At the highest point of its trajectory, the speed of a projectile is equal to zero as it momentarily stops before starting to descend.
The vertical speed at the highest point of a projectile's trajectory is zero. This is because at the peak of the trajectory, the projectile momentarily stops ascending and starts descending, resulting in a velocity of zero in the vertical direction.
A projectile has the least speed at its highest point in the trajectory, also known as the apex. At this point, the vertical speed component is zero, while the horizontal speed component remains constant if no air resistance is considered.
Without air friction, the horizontal component of the velocity will be constant. The vertical component of the velocity will be a maximum at the lowest point in its motion and at a minimum at the highest point in its motion. Therefore the minimum is at the highest point in its motion- Potential energy max Kinetic Energy min and the maximum is at its lowest point in the motion- KE is max PE min
Assuming no air resistance, the time it takes for the projectile to return to its starting point is twice the time it takes to reach the highest point of its trajectory. The time to reach the highest point can be calculated using the equation: time = initial velocity / acceleration due to gravity. Therefore, the total time for the projectile to return would be around 6 seconds.
The vertical velocity of a projectile at the lowest point in its trajectory is zero. This occurs because at that point, the projectile has reached the maximum height and is momentarily stationary before it starts descending.

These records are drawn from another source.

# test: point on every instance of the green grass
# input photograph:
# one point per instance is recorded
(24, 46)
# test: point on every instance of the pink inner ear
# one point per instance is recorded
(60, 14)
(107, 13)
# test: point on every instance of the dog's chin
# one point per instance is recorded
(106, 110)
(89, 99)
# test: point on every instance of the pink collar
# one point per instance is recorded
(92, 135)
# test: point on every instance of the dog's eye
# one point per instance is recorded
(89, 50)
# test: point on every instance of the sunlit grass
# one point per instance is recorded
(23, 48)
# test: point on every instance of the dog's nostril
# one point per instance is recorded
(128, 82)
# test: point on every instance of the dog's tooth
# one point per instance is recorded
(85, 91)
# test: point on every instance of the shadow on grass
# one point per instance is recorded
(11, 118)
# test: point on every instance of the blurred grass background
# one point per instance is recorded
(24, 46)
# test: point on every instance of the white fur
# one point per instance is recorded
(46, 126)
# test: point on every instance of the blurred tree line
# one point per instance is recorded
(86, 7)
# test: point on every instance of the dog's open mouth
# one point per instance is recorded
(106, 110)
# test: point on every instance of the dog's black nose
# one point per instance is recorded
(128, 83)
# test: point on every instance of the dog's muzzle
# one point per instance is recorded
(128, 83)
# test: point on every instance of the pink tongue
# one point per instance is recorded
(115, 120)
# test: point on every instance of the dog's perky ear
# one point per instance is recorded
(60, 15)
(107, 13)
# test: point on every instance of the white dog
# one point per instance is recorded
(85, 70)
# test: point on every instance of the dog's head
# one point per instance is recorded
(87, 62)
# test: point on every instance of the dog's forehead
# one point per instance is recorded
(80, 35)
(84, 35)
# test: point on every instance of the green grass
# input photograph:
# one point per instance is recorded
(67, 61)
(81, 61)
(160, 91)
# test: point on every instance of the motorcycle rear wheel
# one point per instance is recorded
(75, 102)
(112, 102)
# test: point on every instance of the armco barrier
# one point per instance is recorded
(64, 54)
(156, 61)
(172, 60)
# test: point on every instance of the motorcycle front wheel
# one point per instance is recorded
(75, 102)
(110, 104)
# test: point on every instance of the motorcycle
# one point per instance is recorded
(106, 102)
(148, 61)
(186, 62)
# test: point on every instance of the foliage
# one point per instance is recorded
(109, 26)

The vertical speed at the highest point of a projectile's trajectory is zero. This is because at the peak of the trajectory, the projectile momentarily stops ascending and starts descending, resulting in a velocity of zero in the vertical direction.
A projectile has the least speed at its highest point in the trajectory, also known as the apex. At this point, the vertical speed component is zero, while the horizontal speed component remains constant if no air resistance is considered.
Without air friction, the horizontal component of the velocity will be constant. The vertical component of the velocity will be a maximum at the lowest point in its motion and at a minimum at the highest point in its motion. Therefore the minimum is at the highest point in its motion- Potential energy max Kinetic Energy min and the maximum is at its lowest point in the motion- KE is max PE min
The projectile have minimum speed when it is in top of prabolic and it have max sped when it is in intial point
Assuming no air resistance, the time it takes for the projectile to return to its starting point is twice the time it takes to reach the highest point of its trajectory. The time to reach the highest point can be calculated using the equation: time = initial velocity / acceleration due to gravity. Therefore, the total time for the projectile to return would be around 6 seconds.
(As usual when working with this subject, we'll assume zero air resistance.)When the projectile is launched, the horizontal component of its velocity is V0cos(A).At its highest point, its vertical speed is zero; all of its speed is horizontal,and equal to the horizontal speed it had coming out of the muzzle.V0/6 = V0cos(A)cos(A) = 1/6A = cos-1(1/6) = 80.4 degrees (rounded)
The vertical velocity of a projectile at the lowest point in its trajectory is zero. This occurs because at that point, the projectile has reached the maximum height and is momentarily stationary before it starts descending.
The speed of the projectile is 974.15 km/h.
It depends. If the projectile goes straight up and straight down, its velocity will be zero at the top. If the projectile is a baseball about halfway between the pitcher and the bat, its velocity might be 150 km/h.
A projectile has minimum speed at the top of the trajectory.
To have zero speed at the top, you need to throw the projectile with an initial velocity such that it reaches its maximum height at that point. This requires the initial velocity to be exactly equal to the velocity that would be attained due to gravity when the projectile falls from that height. The angle of projection should be such that the vertical component of the initial velocity cancels out the velocity due to gravity.
At the highest point, the speed of the ball is 0 m/s because it momentarily stops before falling back down. The acceleration at the highest point is equal to the acceleration due to gravity (approximately -9.8 m/s^2) acting in the downward direction.